So, here's a working sketch of how you might go about it in C on Linux. This is a quick hack that I do not represent as being exemplary code, efficient, etc. It (ab)uses PATH_MAX
, uses “bad” string functions, and may leak memory, eat your cat, and have corner cases that segfault, etc. When it breaks, you get to keep both parts.
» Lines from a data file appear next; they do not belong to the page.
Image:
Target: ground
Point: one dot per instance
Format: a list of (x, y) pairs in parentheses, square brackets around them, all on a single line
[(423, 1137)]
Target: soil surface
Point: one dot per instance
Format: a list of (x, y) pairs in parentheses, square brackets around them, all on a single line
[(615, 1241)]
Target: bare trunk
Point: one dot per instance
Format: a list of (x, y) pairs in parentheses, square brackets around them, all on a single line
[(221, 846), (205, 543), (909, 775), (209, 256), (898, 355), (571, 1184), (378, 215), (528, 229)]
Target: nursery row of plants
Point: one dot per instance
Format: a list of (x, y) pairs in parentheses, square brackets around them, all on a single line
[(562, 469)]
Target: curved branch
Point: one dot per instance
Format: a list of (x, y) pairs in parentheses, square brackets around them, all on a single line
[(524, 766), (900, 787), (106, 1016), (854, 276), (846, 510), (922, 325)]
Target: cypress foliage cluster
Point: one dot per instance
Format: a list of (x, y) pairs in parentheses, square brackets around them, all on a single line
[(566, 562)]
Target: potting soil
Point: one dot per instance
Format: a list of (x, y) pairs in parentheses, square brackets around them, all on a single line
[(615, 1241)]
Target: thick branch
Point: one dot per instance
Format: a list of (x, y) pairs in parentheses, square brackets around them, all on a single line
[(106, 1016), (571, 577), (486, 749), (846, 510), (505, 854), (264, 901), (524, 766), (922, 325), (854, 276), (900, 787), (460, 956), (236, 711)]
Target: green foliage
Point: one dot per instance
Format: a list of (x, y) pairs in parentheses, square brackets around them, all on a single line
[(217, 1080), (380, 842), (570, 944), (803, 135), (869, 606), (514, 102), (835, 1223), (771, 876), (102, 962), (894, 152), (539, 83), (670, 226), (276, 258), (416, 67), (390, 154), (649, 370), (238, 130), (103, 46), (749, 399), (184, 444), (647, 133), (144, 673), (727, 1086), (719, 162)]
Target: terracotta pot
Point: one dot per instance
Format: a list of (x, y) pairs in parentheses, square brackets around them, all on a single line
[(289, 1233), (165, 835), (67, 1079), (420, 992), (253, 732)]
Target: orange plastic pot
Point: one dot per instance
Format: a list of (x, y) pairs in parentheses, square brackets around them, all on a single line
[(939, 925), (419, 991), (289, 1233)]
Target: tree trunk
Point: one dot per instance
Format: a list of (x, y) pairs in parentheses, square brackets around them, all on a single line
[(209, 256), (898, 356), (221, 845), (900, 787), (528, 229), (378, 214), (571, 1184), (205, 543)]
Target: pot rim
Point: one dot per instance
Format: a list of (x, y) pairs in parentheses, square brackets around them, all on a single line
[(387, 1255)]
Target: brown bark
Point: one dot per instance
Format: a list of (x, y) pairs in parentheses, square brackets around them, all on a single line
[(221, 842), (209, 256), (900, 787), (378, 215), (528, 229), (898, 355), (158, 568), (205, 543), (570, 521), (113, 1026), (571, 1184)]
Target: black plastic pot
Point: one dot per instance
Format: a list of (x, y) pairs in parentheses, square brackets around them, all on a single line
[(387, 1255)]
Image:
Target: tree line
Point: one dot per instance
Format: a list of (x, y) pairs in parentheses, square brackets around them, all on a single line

The basic idea is to go through the given path, breaking it up into “words” using “/” as the delimiter. Then, go through the list, pushing the “words” onto a stack, but ignoring if empty or “.”, and popping if “..”, then serializing the stack by starting at the bottom and accumulating a string with slashes in between.
#include <stdio.h>
#include <string.h>
#include <stdlib.h>
#include <linux/limits.h>
typedef struct stack_s {
char *data[PATH_MAX];
int top;
} stack_s;
void stack_push(stack_s *s, char *c) {
s->data[s->top++] = c;
}
char *stack_pop(stack_s *s) {
if( s->top <= 0 ) {
return NULL;
}
s->top--;
return s->data[s->top];
}
// DANGER! DANGER! Returns malloc()ed pointer that you must free()
char *stack_serialize(stack_s *s) {
int i;
char *buf;
int len=1;
for(i=0; i<s->top; i++) {
len += strlen(s->data[i]);
len++; // For a slash
}
buf = malloc(len);
*buf = '\0';
for(i=0; i<s->top-1; i++) {
strcat(buf, s->data[i]);
strcat(buf, "/");
}
strcat(buf, s->data[i]);
return buf;
}
// DANGER! DANGER! Returns malloc()ed pointer that you must free()
char *semicanonicalize(char *src) {
char *word[PATH_MAX] = {NULL};
int w=0;
int n_words;
char *buf;
int len;
char *p, *q;
stack_s dir_stack = {{NULL},0};
// Make a copy of the input string:
len = strlen(src);
buf = strdup(src);
// Replace slashes with NULs and record the start of each "word"
q = buf+len;
word[0]=buf;
for(p=buf,w=0; p<q; p++) {
if(*p=='/') {
*p = '\0';
word[++w] = p+1;
}
}
n_words=w+1;
// We push w[0] unconditionally to preserve slashes and dots at the
// start of the source path:
stack_push(&dir_stack, word[0]);
for(w=1; w<n_words; w++) {
len = strlen(word[w]);
if( len == 0 ) {
// Must've hit a double slash
continue;
}
if( *word[w] == '.' ) {
if( len == 1 ) {
// Must've hit a dot
continue;
}
if( len == 2 && *(word[w]+1)=='.' ) {
// Must've hit a '..'
(void)stack_pop(&dir_stack);
continue;
}
}
// If we get to here, the current "word" isn't "", ".", or "..", so
// we push it on the stack:
stack_push(&dir_stack, word[w]);
}
p = stack_serialize(&dir_stack);
free(buf);
return p;
}
int main(void)
{
char *in[] = { "/home/emmet/../foo//./bar/quux/../.",
"../home/emmet/../foo//./bar/quux/../.",
"./home/emmet/../foo//./bar/quux/../.",
"home/emmet/../foo//./bar/quux/../."
};
char *out;
for(int i=0; i<4; i++) {
out = semicanonicalize(in[i]);
printf("%s \t->\t %s\n", in[i], out);
free(out);
}
return 0;
}